The exhibition hall of the History Museum is hosting a new exhibition devoted to the ancient art of China’s Shanxi province lying in the middle stream of the Huang He River. From time immemorial, the province has been a hub for routes leading from the western Chinese mountains to the sea coast. The advantageous geographic location and the vast natural resources made Shanxi one of the main cultural and strategic centres of ancient China.
The 300 most valuable exhibits from the Shanxi museum will depict the magnificent ancient civilisation, Shanxi residents and their aspiration to surround themselves with beautiful things.
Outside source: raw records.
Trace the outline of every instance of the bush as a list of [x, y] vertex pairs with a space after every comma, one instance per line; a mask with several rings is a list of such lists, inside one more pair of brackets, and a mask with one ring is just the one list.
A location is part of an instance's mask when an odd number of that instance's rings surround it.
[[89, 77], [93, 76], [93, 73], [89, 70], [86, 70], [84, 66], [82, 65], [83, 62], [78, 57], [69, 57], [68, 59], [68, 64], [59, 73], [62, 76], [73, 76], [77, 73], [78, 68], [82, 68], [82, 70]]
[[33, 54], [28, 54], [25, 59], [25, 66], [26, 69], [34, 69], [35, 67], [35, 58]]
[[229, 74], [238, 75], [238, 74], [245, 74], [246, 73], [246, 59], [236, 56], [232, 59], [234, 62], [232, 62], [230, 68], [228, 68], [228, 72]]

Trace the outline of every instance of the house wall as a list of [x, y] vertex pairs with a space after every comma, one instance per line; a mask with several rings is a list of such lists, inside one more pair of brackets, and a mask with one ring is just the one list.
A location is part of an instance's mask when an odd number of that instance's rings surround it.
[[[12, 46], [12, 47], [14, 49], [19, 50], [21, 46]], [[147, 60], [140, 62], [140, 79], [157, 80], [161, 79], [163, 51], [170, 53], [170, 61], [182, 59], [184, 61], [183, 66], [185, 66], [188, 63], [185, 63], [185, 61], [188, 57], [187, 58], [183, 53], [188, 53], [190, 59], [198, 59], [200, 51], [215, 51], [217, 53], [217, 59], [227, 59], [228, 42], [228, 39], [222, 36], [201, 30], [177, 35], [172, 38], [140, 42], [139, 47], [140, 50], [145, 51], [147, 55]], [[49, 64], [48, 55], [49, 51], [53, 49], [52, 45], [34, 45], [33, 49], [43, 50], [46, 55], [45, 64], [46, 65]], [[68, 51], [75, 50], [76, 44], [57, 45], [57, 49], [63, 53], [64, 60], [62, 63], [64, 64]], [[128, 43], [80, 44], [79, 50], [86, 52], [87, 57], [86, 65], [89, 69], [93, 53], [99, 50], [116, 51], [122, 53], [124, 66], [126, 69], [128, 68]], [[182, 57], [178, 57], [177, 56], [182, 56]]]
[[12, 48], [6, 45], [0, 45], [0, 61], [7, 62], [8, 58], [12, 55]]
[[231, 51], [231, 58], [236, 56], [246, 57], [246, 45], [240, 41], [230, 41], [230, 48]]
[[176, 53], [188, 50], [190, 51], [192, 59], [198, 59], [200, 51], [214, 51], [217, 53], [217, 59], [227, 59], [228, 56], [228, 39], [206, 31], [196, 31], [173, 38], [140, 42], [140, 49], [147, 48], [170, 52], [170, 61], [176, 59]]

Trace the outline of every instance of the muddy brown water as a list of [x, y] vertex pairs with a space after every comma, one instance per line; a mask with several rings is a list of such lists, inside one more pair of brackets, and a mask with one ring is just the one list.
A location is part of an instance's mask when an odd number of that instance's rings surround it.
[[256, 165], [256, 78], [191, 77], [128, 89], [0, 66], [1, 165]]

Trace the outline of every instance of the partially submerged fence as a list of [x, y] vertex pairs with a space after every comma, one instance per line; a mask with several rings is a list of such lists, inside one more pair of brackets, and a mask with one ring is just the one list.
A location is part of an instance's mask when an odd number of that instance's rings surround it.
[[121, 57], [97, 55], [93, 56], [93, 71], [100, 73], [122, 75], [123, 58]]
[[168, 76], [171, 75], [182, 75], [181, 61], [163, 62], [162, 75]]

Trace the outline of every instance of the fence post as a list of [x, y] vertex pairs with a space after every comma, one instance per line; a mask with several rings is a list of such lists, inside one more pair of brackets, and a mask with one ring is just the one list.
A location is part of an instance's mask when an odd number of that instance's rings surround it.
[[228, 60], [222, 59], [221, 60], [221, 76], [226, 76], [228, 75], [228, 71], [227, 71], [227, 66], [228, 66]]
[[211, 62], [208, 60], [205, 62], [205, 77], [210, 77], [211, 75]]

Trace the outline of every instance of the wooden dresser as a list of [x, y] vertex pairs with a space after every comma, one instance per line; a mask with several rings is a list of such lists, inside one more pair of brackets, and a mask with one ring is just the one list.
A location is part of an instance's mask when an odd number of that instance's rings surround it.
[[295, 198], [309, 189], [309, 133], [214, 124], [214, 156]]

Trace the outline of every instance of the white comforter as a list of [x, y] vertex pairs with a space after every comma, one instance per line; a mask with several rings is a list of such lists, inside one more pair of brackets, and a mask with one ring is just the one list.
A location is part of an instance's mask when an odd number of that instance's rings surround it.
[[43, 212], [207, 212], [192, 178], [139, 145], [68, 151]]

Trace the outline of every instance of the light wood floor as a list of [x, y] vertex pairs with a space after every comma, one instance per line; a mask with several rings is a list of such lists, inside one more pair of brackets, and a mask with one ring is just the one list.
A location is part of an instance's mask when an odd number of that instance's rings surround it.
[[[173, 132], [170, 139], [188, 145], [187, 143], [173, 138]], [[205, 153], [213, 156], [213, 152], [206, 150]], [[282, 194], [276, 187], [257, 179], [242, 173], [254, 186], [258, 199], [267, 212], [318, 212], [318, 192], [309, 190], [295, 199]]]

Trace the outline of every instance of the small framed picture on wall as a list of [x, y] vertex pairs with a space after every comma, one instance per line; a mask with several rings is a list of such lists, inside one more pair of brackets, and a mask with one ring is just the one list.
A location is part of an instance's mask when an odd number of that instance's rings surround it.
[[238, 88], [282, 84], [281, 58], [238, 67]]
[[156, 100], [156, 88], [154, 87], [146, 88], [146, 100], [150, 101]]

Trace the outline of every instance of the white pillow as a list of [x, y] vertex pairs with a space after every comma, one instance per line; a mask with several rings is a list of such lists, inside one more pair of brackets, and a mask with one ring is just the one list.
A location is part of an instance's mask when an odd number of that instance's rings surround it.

The first section of the exhibition is devoted to the state of Jin dating to the 11thcentury BC. Bronze ceremonial vessels for food, wine and water are decorated with figures of real and fantasy animals. Some of them have inscriptions explaining why they were created, for example, as a sacrifice for the ancestors.
The art of everyday life is covered by the second section of the exhibition, displaying gold and silver items: cups, dishes, lanterns, mirrors, jewellery boxes, and also ceramics, ceramic tiles and lacquer dishware.
The third section is devoted to religious beliefs. Shanxi was one of the first provinces where Buddhism became popular. The exhibition contains Buddha statues and other religious objects. Starting in the third century, Taoism began to spread here, influencing art and literature. This can be seen in the images of the Eight Immortals. The numerous little relics gave rise to the worshipping of the talented military leader Guan Yu.
The exhibition will last until 27 February 2017.